Voters in Catalonia are heading to the polls on Sunday to cast their ballots in a snap regional election that will gauge the strength of the waning independence movement and indicate whether the conciliatory approach of Spain’s socialist prime minister, Pedro Sánchez, has paid off, Ednews reports via The Guardian.
The election was called in March by the Catalan president, Pere Aragonès, a member of the moderate pro-independence Catalan Republican Left party (ERC), after opposition parties voted down the budget proposed by his minority government.
The ERC had governed in coalition with Together for Catalonia (Junts), the centre-right, hardline pro-independence party led by the self-exiled former Catalan president Carles Puigdemont, until festering disagreements led the latter to abandon the government in October 2022.

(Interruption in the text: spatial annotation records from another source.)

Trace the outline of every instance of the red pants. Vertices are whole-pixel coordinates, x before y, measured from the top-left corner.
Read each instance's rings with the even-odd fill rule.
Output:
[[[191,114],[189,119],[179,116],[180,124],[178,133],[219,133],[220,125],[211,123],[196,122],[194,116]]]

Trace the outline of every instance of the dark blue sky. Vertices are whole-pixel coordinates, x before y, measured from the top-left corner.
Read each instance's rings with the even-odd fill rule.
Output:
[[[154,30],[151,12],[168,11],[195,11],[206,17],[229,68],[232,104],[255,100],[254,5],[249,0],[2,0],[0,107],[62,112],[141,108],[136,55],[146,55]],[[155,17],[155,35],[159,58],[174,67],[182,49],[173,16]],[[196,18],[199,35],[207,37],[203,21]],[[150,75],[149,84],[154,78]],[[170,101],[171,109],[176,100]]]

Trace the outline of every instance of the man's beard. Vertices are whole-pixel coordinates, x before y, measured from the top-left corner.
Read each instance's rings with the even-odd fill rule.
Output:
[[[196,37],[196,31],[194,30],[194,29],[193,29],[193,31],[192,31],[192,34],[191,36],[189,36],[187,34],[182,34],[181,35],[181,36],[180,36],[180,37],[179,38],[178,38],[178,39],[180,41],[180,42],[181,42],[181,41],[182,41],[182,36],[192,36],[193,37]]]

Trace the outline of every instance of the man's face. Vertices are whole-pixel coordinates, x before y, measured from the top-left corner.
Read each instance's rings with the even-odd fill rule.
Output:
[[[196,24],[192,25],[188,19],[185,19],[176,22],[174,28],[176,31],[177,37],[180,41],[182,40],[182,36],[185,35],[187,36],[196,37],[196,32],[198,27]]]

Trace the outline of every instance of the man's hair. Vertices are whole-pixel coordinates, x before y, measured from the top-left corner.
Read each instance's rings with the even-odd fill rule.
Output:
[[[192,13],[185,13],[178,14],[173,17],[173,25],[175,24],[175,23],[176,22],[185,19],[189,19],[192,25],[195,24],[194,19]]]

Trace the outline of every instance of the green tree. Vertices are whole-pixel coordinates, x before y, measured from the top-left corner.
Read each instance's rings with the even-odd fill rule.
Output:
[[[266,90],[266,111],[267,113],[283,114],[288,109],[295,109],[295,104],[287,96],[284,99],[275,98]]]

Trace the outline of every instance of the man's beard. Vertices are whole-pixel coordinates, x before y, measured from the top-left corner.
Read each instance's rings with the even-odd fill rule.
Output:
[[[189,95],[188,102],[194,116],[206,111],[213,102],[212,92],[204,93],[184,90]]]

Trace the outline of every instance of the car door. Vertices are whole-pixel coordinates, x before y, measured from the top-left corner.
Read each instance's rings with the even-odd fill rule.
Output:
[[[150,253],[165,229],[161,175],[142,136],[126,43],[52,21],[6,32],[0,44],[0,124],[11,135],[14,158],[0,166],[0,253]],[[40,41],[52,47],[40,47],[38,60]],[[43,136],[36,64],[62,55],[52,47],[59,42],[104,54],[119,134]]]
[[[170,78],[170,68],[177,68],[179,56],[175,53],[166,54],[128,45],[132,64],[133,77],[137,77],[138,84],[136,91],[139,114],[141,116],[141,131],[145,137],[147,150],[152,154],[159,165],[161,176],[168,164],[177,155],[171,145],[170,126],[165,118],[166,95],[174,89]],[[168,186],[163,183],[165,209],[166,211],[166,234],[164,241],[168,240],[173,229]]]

Sunday’s vote comes six and a half years after Puigdemont plunged Spain into its worst political crisis in decades by staging an unlawful, unilateral referendum on regional independence and following it up with a unilateral declaration of independence.
The conservative Spanish government of the time responded by sending in thousands of police officers to stop people voting, often violently. It then sacked Puigdemont and his cabinet, dissolved the regional parliament and took direct control of Catalonia. Puigdemont fled Spain to avoid arrest, leaving other key figures in the independence movement to face trial and prison.